2. MOLL FLANDERS (continued)

Well, there was no remedy; the prosecution went on, and on the Thursday I was carried down to the sessions-house, where I was arraigned, as they called it, and the next day I was appointed to be tried. At the arraignment I pleaded 'Not guilty,' and well I might, for I was indicted for felony and burglary; that is, for feloniously stealing two pieces of brocaded silk, value #46, the goods of Anthony Johnson, and for breaking open his doors; whereas I knew very well they could not pretend to prove I had broken up the doors, or so much as lifted up a latch.

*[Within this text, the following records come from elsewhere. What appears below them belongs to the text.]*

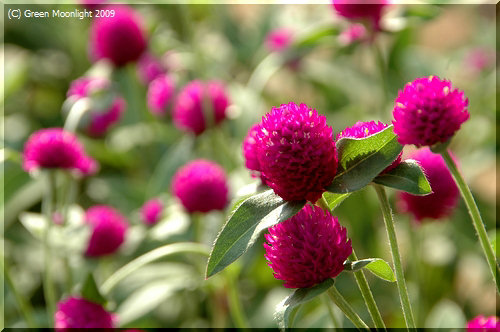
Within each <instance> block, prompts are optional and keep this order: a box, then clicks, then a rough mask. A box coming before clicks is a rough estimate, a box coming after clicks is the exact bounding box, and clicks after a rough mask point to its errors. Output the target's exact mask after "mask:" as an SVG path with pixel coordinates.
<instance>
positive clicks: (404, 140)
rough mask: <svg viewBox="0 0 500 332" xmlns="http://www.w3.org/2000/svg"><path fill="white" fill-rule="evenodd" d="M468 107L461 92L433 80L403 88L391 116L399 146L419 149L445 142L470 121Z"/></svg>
mask: <svg viewBox="0 0 500 332" xmlns="http://www.w3.org/2000/svg"><path fill="white" fill-rule="evenodd" d="M468 104H469V100H468V99H467V98H466V97H465V96H464V93H463V91H460V90H458V89H454V88H453V87H452V86H451V82H450V81H447V80H441V79H440V78H439V77H436V76H430V77H422V78H417V79H416V80H414V81H413V82H411V83H408V84H406V85H405V87H404V89H403V90H400V91H399V95H398V97H397V98H396V100H395V101H394V110H393V112H392V114H393V116H394V120H393V121H392V123H393V124H394V132H395V133H396V134H397V135H398V141H399V143H401V144H403V145H404V144H415V145H416V146H417V147H420V146H425V145H427V146H431V145H434V144H436V143H444V142H446V141H448V140H449V139H450V138H451V137H452V136H453V135H454V134H455V132H456V131H457V130H458V129H460V126H461V125H462V123H464V122H465V121H467V120H468V119H469V111H468V110H467V106H468Z"/></svg>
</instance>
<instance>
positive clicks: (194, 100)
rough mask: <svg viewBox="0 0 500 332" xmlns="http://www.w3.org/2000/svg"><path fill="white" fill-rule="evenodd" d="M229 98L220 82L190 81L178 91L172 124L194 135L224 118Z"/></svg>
mask: <svg viewBox="0 0 500 332" xmlns="http://www.w3.org/2000/svg"><path fill="white" fill-rule="evenodd" d="M228 106H229V99H228V96H227V93H226V90H225V88H224V85H223V84H222V83H221V82H217V81H209V82H202V81H198V80H195V81H191V82H190V83H188V84H187V85H186V86H185V87H184V88H183V89H182V90H181V92H180V93H179V95H178V96H177V98H176V102H175V105H174V108H173V119H174V124H175V125H176V126H177V127H178V128H180V129H182V130H186V131H191V132H193V133H194V134H196V135H199V134H201V133H202V132H204V131H205V129H206V128H207V127H208V126H210V125H214V124H219V123H220V122H222V121H223V120H224V119H225V118H226V110H227V107H228Z"/></svg>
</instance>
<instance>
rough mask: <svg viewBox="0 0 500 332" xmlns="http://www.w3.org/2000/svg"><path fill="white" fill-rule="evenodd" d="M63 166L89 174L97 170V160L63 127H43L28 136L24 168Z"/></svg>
mask: <svg viewBox="0 0 500 332" xmlns="http://www.w3.org/2000/svg"><path fill="white" fill-rule="evenodd" d="M39 168H62V169H68V170H75V171H77V172H78V173H80V174H83V175H89V174H93V173H95V172H96V171H97V168H98V164H97V162H96V161H95V160H94V159H92V158H90V157H89V156H87V155H86V154H85V151H84V149H83V145H82V144H81V143H80V142H79V141H78V139H77V138H76V136H75V135H73V134H72V133H70V132H67V131H65V130H64V129H62V128H48V129H41V130H38V131H36V132H34V133H33V134H31V136H30V137H29V138H28V140H27V141H26V143H25V145H24V151H23V169H24V170H25V171H26V172H31V171H33V170H36V169H39Z"/></svg>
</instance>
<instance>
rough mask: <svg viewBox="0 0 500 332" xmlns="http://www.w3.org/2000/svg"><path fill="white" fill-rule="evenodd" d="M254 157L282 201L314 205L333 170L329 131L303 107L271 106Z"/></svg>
mask: <svg viewBox="0 0 500 332" xmlns="http://www.w3.org/2000/svg"><path fill="white" fill-rule="evenodd" d="M260 128H261V129H260V131H258V133H257V156H258V160H259V164H260V168H261V173H262V175H263V176H264V178H265V179H266V184H267V185H268V186H270V187H271V188H272V189H273V190H274V192H275V193H276V194H277V195H279V196H281V197H282V198H283V199H284V200H286V201H300V200H308V201H310V202H316V200H318V198H320V197H321V195H322V194H323V192H324V191H325V187H326V186H328V185H329V184H330V183H331V182H332V181H333V178H334V176H335V173H336V171H337V163H338V160H337V154H336V148H335V143H334V141H333V130H332V128H331V127H329V126H328V125H327V123H326V117H325V116H323V115H318V112H317V111H316V110H314V109H311V108H309V107H308V106H307V105H305V104H300V105H297V104H295V103H289V104H283V105H281V106H280V107H273V109H272V110H271V112H269V113H267V114H266V115H265V116H264V117H263V118H262V121H261V123H260Z"/></svg>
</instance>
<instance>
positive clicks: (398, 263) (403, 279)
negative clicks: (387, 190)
mask: <svg viewBox="0 0 500 332" xmlns="http://www.w3.org/2000/svg"><path fill="white" fill-rule="evenodd" d="M373 186H374V187H375V191H376V192H377V196H378V199H379V201H380V207H381V209H382V214H383V215H384V222H385V228H386V230H387V237H388V238H389V244H390V246H391V254H392V260H393V262H394V269H395V270H396V283H397V285H398V290H399V299H400V301H401V305H402V308H403V315H404V318H405V322H406V326H407V327H408V328H409V329H415V328H416V326H415V320H414V319H413V313H412V311H411V304H410V298H409V296H408V290H407V289H406V282H405V278H404V274H403V266H402V264H401V256H400V254H399V248H398V241H397V238H396V231H395V229H394V220H393V218H392V211H391V206H390V205H389V200H388V199H387V195H386V194H385V190H384V187H382V186H380V185H378V184H373Z"/></svg>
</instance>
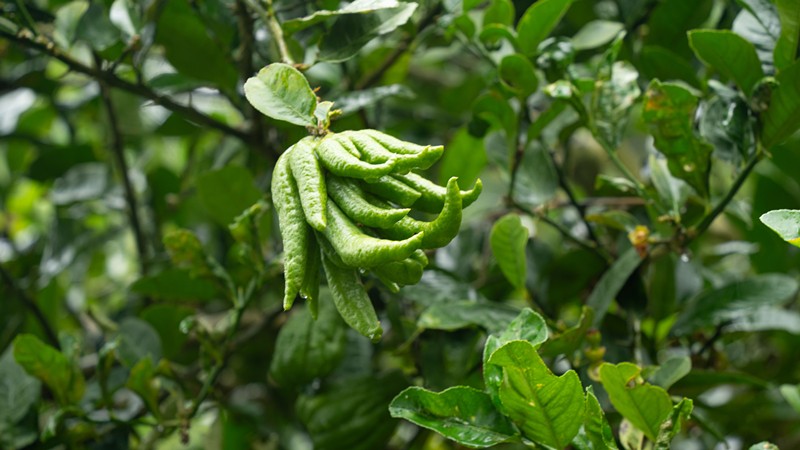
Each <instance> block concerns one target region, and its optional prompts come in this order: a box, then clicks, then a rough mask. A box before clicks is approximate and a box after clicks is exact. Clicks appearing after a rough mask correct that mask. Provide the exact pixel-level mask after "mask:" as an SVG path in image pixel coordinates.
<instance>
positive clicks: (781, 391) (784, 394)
mask: <svg viewBox="0 0 800 450" xmlns="http://www.w3.org/2000/svg"><path fill="white" fill-rule="evenodd" d="M779 390H780V391H781V395H782V396H783V398H785V399H786V402H787V403H789V405H791V407H792V408H794V410H795V411H797V413H798V414H800V385H794V386H793V385H791V384H783V385H781V386H780V388H779Z"/></svg>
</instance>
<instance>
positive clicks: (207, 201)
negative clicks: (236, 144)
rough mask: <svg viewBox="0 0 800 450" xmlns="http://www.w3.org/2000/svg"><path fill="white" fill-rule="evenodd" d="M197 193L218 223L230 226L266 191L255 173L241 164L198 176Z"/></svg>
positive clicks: (217, 169)
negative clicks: (233, 222) (262, 190)
mask: <svg viewBox="0 0 800 450" xmlns="http://www.w3.org/2000/svg"><path fill="white" fill-rule="evenodd" d="M196 185H197V195H198V196H199V199H200V203H201V204H202V205H203V207H204V208H205V210H206V211H207V212H208V214H209V215H210V216H211V217H212V218H213V219H214V220H216V221H217V223H218V224H219V225H222V226H226V227H227V226H228V224H230V223H231V222H233V221H234V219H236V217H238V216H239V214H241V213H242V212H243V211H244V210H245V209H247V208H249V207H250V206H251V205H253V203H255V202H257V201H258V200H259V199H260V198H261V197H262V196H263V194H262V193H261V191H260V190H259V189H258V188H257V187H256V185H255V181H254V180H253V176H252V175H251V174H250V172H249V171H248V170H247V169H246V168H244V167H241V166H226V167H223V168H221V169H217V170H212V171H210V172H206V173H204V174H202V175H200V176H199V177H198V178H197V182H196Z"/></svg>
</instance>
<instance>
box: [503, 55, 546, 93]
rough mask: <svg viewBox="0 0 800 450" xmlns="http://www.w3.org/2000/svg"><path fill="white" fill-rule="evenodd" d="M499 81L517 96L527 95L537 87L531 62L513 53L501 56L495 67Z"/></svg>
mask: <svg viewBox="0 0 800 450" xmlns="http://www.w3.org/2000/svg"><path fill="white" fill-rule="evenodd" d="M497 74H498V75H499V76H500V81H501V82H502V83H503V85H504V86H506V87H507V88H508V89H509V90H511V91H512V92H514V94H516V95H517V96H519V97H523V98H524V97H527V96H529V95H531V94H533V93H534V92H535V91H536V88H537V87H539V79H538V78H537V77H536V72H535V69H534V67H533V64H531V62H530V61H529V60H528V58H526V57H525V56H523V55H520V54H518V53H513V54H510V55H507V56H505V57H503V59H501V60H500V65H499V66H498V68H497Z"/></svg>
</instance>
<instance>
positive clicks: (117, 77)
mask: <svg viewBox="0 0 800 450" xmlns="http://www.w3.org/2000/svg"><path fill="white" fill-rule="evenodd" d="M0 38H5V39H8V40H10V41H12V42H15V43H17V44H20V45H22V46H24V47H26V48H29V49H33V50H36V51H39V52H41V53H43V54H45V55H47V56H50V57H52V58H55V59H57V60H59V61H61V62H63V63H64V64H65V65H66V66H67V67H69V68H70V69H71V70H72V71H74V72H78V73H82V74H84V75H88V76H89V77H91V78H94V79H95V80H97V81H99V82H103V83H105V84H106V85H107V86H109V87H113V88H116V89H121V90H123V91H127V92H130V93H132V94H135V95H138V96H140V97H143V98H146V99H148V100H151V101H152V102H153V103H155V104H157V105H160V106H163V107H164V108H166V109H168V110H170V111H173V112H176V113H178V114H180V115H182V116H184V117H185V118H186V119H188V120H189V121H191V122H195V123H197V124H198V125H202V126H205V127H208V128H213V129H215V130H218V131H221V132H223V133H225V134H227V135H230V136H233V137H236V138H238V139H240V140H242V141H244V142H247V143H250V135H249V134H248V133H247V132H245V131H244V130H241V129H238V128H235V127H232V126H230V125H228V124H226V123H223V122H220V121H219V120H217V119H214V118H213V117H211V116H208V115H206V114H205V113H202V112H200V111H198V110H196V109H194V108H192V107H190V106H186V105H183V104H181V103H178V102H177V101H176V100H173V99H172V98H170V97H169V96H166V95H162V94H159V93H157V92H155V91H153V90H152V89H150V88H149V87H148V86H146V85H144V84H142V83H133V82H130V81H127V80H124V79H122V78H119V77H118V76H117V75H115V74H114V73H113V72H110V71H106V70H102V69H101V68H97V67H91V66H88V65H86V64H84V63H82V62H80V61H78V60H77V59H75V58H73V57H72V56H70V55H69V54H67V53H65V52H63V51H61V50H60V49H58V48H56V46H55V44H54V43H53V42H52V41H50V40H48V39H47V38H44V37H43V36H41V35H40V36H39V37H37V38H35V39H32V38H31V37H28V36H27V35H26V33H20V34H12V33H8V32H6V31H3V30H0Z"/></svg>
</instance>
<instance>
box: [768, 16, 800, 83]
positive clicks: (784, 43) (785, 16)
mask: <svg viewBox="0 0 800 450" xmlns="http://www.w3.org/2000/svg"><path fill="white" fill-rule="evenodd" d="M775 6H776V7H777V9H778V17H779V18H780V22H781V34H780V36H779V37H778V41H777V42H776V43H775V51H774V56H775V67H776V68H777V69H778V70H782V69H783V68H785V67H788V66H790V65H791V64H792V63H794V61H795V60H796V59H797V46H798V41H800V8H798V4H797V2H796V1H795V0H777V1H776V2H775Z"/></svg>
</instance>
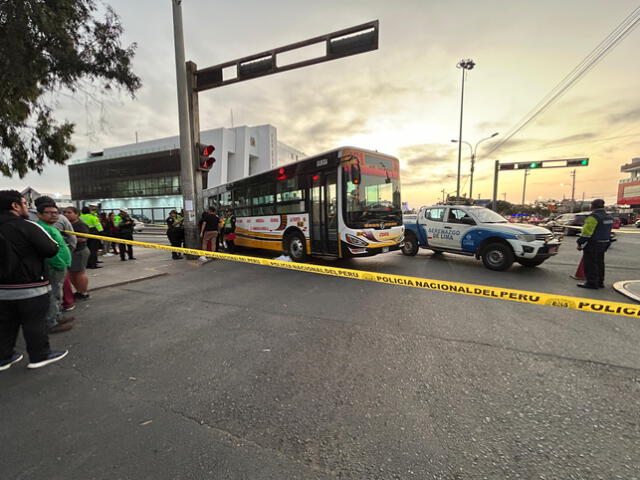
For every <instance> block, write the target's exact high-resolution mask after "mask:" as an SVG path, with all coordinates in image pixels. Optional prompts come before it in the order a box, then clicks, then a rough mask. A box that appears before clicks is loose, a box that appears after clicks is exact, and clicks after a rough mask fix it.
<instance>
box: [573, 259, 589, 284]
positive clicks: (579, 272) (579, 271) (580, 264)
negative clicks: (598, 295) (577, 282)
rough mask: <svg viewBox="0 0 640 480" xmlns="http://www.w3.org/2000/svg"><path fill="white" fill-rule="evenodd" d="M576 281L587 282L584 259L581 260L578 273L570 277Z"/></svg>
mask: <svg viewBox="0 0 640 480" xmlns="http://www.w3.org/2000/svg"><path fill="white" fill-rule="evenodd" d="M569 276H570V277H571V278H573V279H574V280H585V279H586V278H587V277H585V276H584V259H582V258H581V259H580V263H579V264H578V269H577V270H576V273H574V274H573V275H569Z"/></svg>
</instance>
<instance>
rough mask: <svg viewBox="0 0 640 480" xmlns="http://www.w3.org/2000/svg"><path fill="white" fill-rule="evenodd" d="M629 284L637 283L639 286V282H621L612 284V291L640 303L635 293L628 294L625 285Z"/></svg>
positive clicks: (624, 281) (639, 301) (638, 296)
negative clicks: (634, 300)
mask: <svg viewBox="0 0 640 480" xmlns="http://www.w3.org/2000/svg"><path fill="white" fill-rule="evenodd" d="M629 283H637V284H640V280H623V281H621V282H616V283H614V284H613V289H614V290H615V291H616V292H618V293H620V294H622V295H624V296H625V297H628V298H630V299H632V300H635V301H636V302H638V303H640V295H636V294H635V293H632V292H630V291H629V290H627V288H626V285H628V284H629Z"/></svg>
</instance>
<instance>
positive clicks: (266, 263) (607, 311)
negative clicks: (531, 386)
mask: <svg viewBox="0 0 640 480" xmlns="http://www.w3.org/2000/svg"><path fill="white" fill-rule="evenodd" d="M65 233H70V234H74V235H77V236H80V237H87V238H96V239H99V240H106V241H109V242H113V241H115V242H117V243H126V244H128V245H137V246H140V247H144V248H154V249H156V250H166V251H168V252H179V253H184V254H188V255H197V256H204V257H210V258H219V259H223V260H231V261H234V262H242V263H250V264H253V265H264V266H267V267H274V268H284V269H287V270H297V271H299V272H308V273H316V274H320V275H331V276H334V277H342V278H350V279H356V280H366V281H369V282H377V283H386V284H388V285H401V286H404V287H413V288H422V289H424V290H435V291H439V292H449V293H460V294H463V295H473V296H476V297H484V298H496V299H499V300H509V301H512V302H521V303H528V304H532V305H547V306H550V307H559V308H568V309H571V310H580V311H584V312H596V313H606V314H611V315H621V316H624V317H635V318H640V305H632V304H630V303H618V302H606V301H603V300H595V299H592V298H580V297H569V296H566V295H555V294H548V293H540V292H528V291H524V290H515V289H511V288H500V287H490V286H487V285H474V284H471V283H459V282H449V281H446V280H432V279H427V278H418V277H407V276H405V275H393V274H390V273H376V272H367V271H362V270H351V269H348V268H337V267H325V266H321V265H309V264H305V263H294V262H283V261H281V260H270V259H266V258H256V257H248V256H245V255H232V254H229V253H219V252H208V251H206V250H196V249H193V248H181V247H171V246H168V245H158V244H156V243H145V242H138V241H136V240H122V239H119V238H118V239H114V238H113V237H103V236H100V235H91V234H86V233H78V232H69V231H65Z"/></svg>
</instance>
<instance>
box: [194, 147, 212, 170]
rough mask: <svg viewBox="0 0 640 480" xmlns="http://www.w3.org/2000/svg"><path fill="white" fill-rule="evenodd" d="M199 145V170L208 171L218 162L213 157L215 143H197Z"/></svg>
mask: <svg viewBox="0 0 640 480" xmlns="http://www.w3.org/2000/svg"><path fill="white" fill-rule="evenodd" d="M197 147H198V170H202V171H204V172H208V171H209V170H211V167H213V164H214V163H216V159H215V158H213V157H212V155H213V152H214V151H215V149H216V147H214V146H213V145H203V144H201V143H198V144H197Z"/></svg>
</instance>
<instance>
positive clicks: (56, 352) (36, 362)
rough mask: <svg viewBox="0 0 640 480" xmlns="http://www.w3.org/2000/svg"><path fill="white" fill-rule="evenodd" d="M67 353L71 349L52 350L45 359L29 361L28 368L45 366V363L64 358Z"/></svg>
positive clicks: (43, 366) (46, 364)
mask: <svg viewBox="0 0 640 480" xmlns="http://www.w3.org/2000/svg"><path fill="white" fill-rule="evenodd" d="M67 353H69V350H64V351H62V352H60V351H52V352H51V353H49V355H47V357H46V358H45V359H44V360H41V361H39V362H29V365H27V368H40V367H44V366H45V365H49V364H50V363H54V362H57V361H58V360H62V359H63V358H64V357H66V356H67Z"/></svg>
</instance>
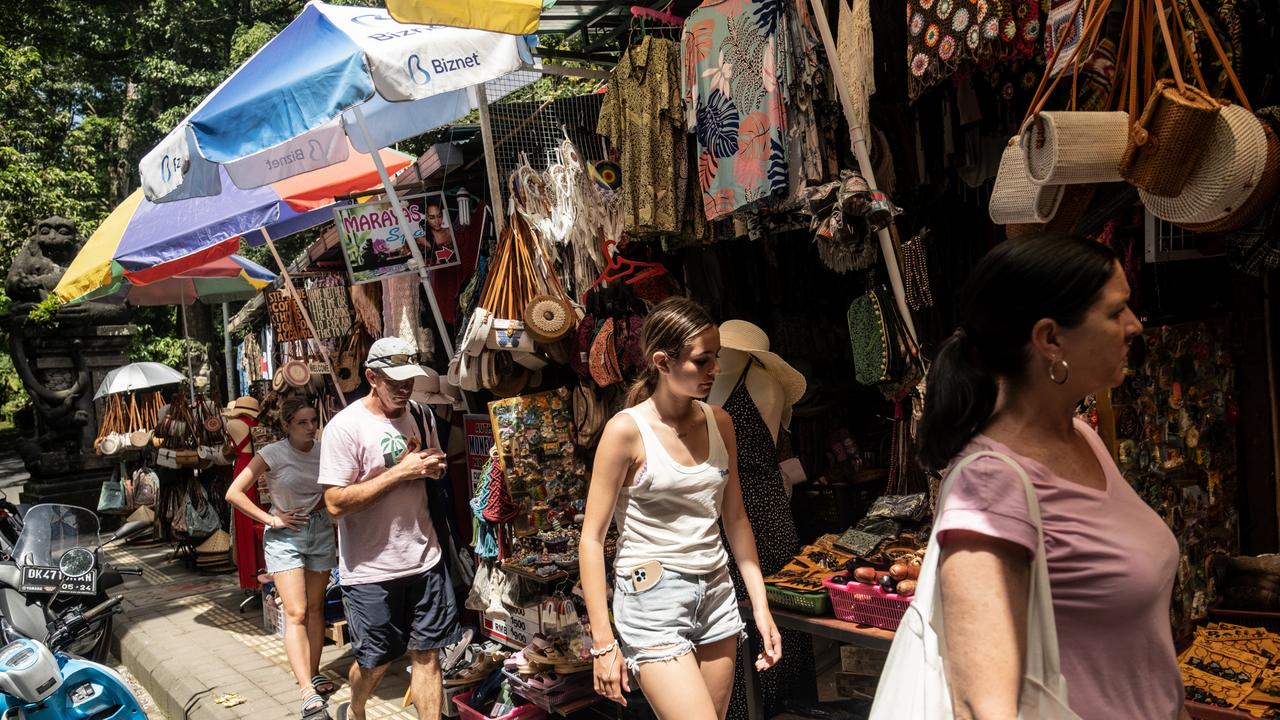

On the Friday I was brought to my trial. I had exhausted my spirits with crying for two or three days before, so that I slept better the Thursday night than I expected, and had more courage for my trial than indeed I thought possible for me to have.

When the trial began, the indictment was read, I would have spoke, but they told me the witnesses must be heard first, and then I should have time to be heard. The witnesses were the two wenches, a couple of hard-mouthed jades indeed, for though the thing was truth in the main, yet they aggravated it to the utmost extremity, and swore I had the goods wholly in my possession, that I had hid them among my clothes, that I was going off with them, that I had one foot over the threshold when they discovered themselves, and then I put t' other over, so that I was quite out of the house in the street with the goods before they took hold of me, and then they seized me, and brought me back again, and they took the goods upon me. The fact in general was all true, but I believe, and insisted upon it, that they stopped me before I had set my foot clear of the threshold of the house. But that did not argue much, for certain it was that I had taken the goods, and I was bringing them away, if I had not been taken.

But I pleaded that I had stole nothing, they had lost nothing, that the door was open, and I went in, seeing the goods lie there, and with design to buy. If, seeing nobody in the house, I had taken any of them up in my hand it could not be concluded that I intended to steal them, for that I never carried them farther than the door to look on them with the better light.